Using Inferred Schemas

Pass the inferred schema directly to scan functions:

# Infer
schema = redis.infer_hash_schema(url, pattern="user:*")

# Scan
lf = redis.scan_hashes(url, pattern="user:*", schema=schema)
df = lf.collect()

Sampling Strategy

Schema inference uses Redis SCAN to sample keys:

  1. Keys matching the pattern are scanned
  2. Up to sample_size keys are fetched
  3. All unique field names are collected
  4. Field types are inferred from sampled values

Tip

For heterogeneous data, increase sample_size to capture more field variations.

Handling Missing Fields

If some hashes have fields that others don't:

  • All discovered fields are included in the schema
  • Missing values become null when scanning
# user:1 has {name, age}
# user:2 has {name, age, email}

schema = redis.infer_hash_schema(url, pattern="user:*")
# {'name': Utf8, 'age': Int64, 'email': Utf8}

df = redis.read_hashes(url, pattern="user:*", schema=schema)
# user:1 will have email=null

Confidence Scores

For production use, you may want to validate the quality of inferred schemas before processing large datasets.
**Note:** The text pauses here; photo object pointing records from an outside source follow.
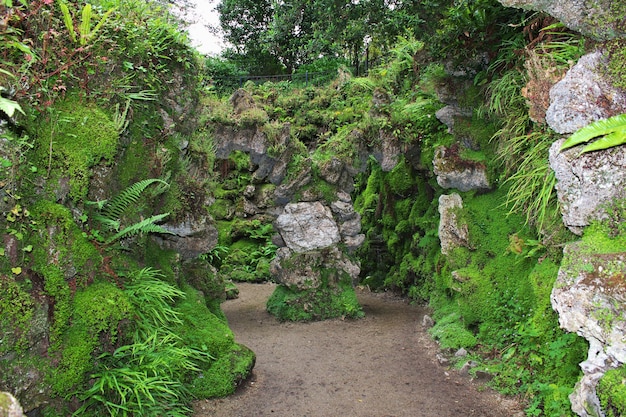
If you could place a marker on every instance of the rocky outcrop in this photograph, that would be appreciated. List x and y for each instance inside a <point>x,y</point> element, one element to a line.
<point>452,232</point>
<point>302,271</point>
<point>589,296</point>
<point>307,226</point>
<point>9,406</point>
<point>190,237</point>
<point>600,19</point>
<point>587,183</point>
<point>453,171</point>
<point>583,96</point>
The infer_hash_schema_with_confidence function provides detailed confidence information:

result = redis.infer_hash_schema_with_confidence(
    "redis://localhost:6379",
    pattern="user:*",
    sample_size=100
)

# Check overall confidence
print(f"Average confidence: {result.average_confidence:.1%}")
print(f"All fields confident: {result.all_confident}")

# Get the schema if confidence is high
if result.all_confident:
    df = redis.read_hashes(url, pattern="user:*", schema=result.schema)
else:
    # Investigate low-confidence fields
    for field, conf in result.low_confidence_fields(threshold=0.8):
        print(f"Warning: {field} has {conf:.0%} confidence")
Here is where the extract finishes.